朱厚照勒马驻足,抬头望着空中炙阳渐暗残缺,又渐复明耀。也不知皇城中的小皇叔可好?
朱宸濠执笔圈点兵布,房正中袅袅升腾的龙涎香扭曲折射着光雾,望了去,若海市蜃楼幻化那人归影。往日里如若日食,那人总是要巴巴的跟了来伴在身旁,无论自己在哪里……
醒过神,发现手下已是写好的一封信函,叹了口气,唤来侍卫速递往御史张钦处。
朱厚照,你即便是死……也不能死在我看不到的地方!
却说御史张钦不日接到宁王亲笔信函,信中言必不得令皇帝出居庸关。土木堡之变遗恨犹在,张亦十分不赞同皇帝亲出塞外御驾亲征,今得宁王支持,愈加坚守城门自是不提。
'正德十二年秋八月甲辰,微服如昌平。乙巳,梁储、蒋冕、毛纪追及于沙河,请回跸,不听。己酉,至居庸关,巡关御史张钦闭关拒命,乃还。'
戊午.夜
朱厚照端坐厅上正位,乌胄红麾,厅中立满边防一众将领肃穆待点,自京城赶来的内臣阁老伏地而跪。
“朕意已决!今夜便要点齐将士同出居庸关!”
诺大的点将厅只有灌入的夜风呜咽。
“陛下,臣以为,时机未到。”明耀的影踱近,叩拜,朱厚照分明看见那恭敬微敛的凤眸中星点恼意。
小皇叔不该是在京城么?……!
是日,帝夜视朝,廷议后亲征蒙古暂延……
众臣皆揩一把虚汗,李东阳大人故去,杨廷和大人亦不在朝中,所幸还有宁王能够劝住皇帝……
此为八卦按下不表XD [诡异EG了orz~]
第44章 章四十二
'正德十二年八月丙寅,夜微服出德胜门,如居庸关。'
朱宸濠静静听着那人出得房门,脚步渐远……唇角微微上撇,却是勾不起一抹完整的笑意……

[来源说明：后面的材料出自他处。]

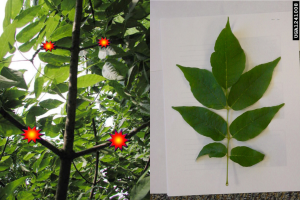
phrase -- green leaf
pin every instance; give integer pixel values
(88, 80)
(7, 83)
(29, 31)
(68, 5)
(252, 123)
(107, 158)
(26, 16)
(246, 156)
(59, 73)
(44, 175)
(141, 189)
(205, 88)
(61, 32)
(14, 94)
(28, 156)
(15, 76)
(228, 60)
(25, 195)
(213, 150)
(50, 103)
(204, 121)
(27, 45)
(5, 62)
(114, 70)
(251, 86)
(11, 187)
(38, 86)
(5, 164)
(53, 59)
(8, 11)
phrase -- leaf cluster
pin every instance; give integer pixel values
(227, 87)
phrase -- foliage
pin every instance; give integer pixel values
(226, 87)
(114, 86)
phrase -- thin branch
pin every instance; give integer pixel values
(147, 165)
(107, 144)
(7, 139)
(59, 47)
(88, 47)
(81, 174)
(92, 12)
(20, 126)
(2, 184)
(13, 61)
(97, 161)
(31, 60)
(65, 165)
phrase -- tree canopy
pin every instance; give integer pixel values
(100, 83)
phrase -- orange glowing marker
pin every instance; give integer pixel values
(48, 46)
(103, 42)
(118, 140)
(31, 134)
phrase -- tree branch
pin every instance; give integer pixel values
(81, 174)
(97, 161)
(7, 139)
(20, 126)
(65, 164)
(31, 60)
(107, 144)
(147, 165)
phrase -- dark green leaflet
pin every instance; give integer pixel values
(205, 87)
(204, 121)
(246, 156)
(226, 87)
(213, 150)
(251, 86)
(252, 123)
(228, 60)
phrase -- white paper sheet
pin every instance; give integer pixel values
(264, 37)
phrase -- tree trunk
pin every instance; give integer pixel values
(65, 164)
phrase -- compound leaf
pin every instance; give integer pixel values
(204, 121)
(205, 88)
(228, 60)
(251, 86)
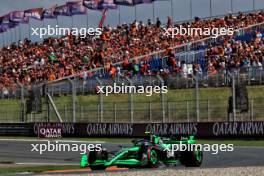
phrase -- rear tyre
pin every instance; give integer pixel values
(97, 155)
(192, 158)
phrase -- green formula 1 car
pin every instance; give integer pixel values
(149, 152)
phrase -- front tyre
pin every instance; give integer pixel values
(152, 158)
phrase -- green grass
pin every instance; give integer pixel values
(35, 169)
(213, 107)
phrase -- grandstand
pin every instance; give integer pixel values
(72, 65)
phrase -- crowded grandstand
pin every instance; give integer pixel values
(28, 63)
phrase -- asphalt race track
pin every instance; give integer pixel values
(19, 152)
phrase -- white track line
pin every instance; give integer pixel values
(52, 140)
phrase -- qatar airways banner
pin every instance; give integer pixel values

窗外有腾腾扑哧的轻响,不知名的豆虫不知疲倦地撞击上灯笼,映照在窗纸上黑影壮硕,屡屡落地,屡屡振翅重扑。一阵嗡腾,想是其误撞入得笼内,更加猛烈的撞击声响,火烛摇晃……
暗。寂。
如若果真爱惜扑火的虫蛾,便该封口而勿令其入内。使其循光而受阻,更留入口,待得其撞入而不得出,方知此乃陷阱晚矣……
[正德十二年八月辛未,出关,幸宣府,命谷大用守关,毋出京朝官。九月壬辰,如阳和,自称总督军务威武大将军总兵官。庚子,输帑银一百万两于宣府。冬十月癸卯,驻跸顺圣川。甲辰,小王子犯阳和,掠应州。'
丁未.阳和.明中军主帐
朱厚照缓缓研墨,面前黄绢灼眼微酸。
备战数年,自是知晓蒙古鞑靼小王子勇不可挡,此一去,死生未知。只不过如若殉国边疆,便可避开与那人对峙之时……
自京城追至边关阻挠自己不得亲征,可见那人心中亦非是没有自己……如此,便好。
朱厚照提笔,千言万语,一字难落。
许久,微微扬唇,下笔行行。
“钱宁。务必将这手诏和信亲手交与杨廷和。”
钱宁领命而去。杨一清入帐。“陛下,张永、魏彬、张忠援兵已至!”
“杨老,成败,在此一役!委屈您老入阁又出阁,掩人耳目排阵部兵。回去一定复您大学士之职!”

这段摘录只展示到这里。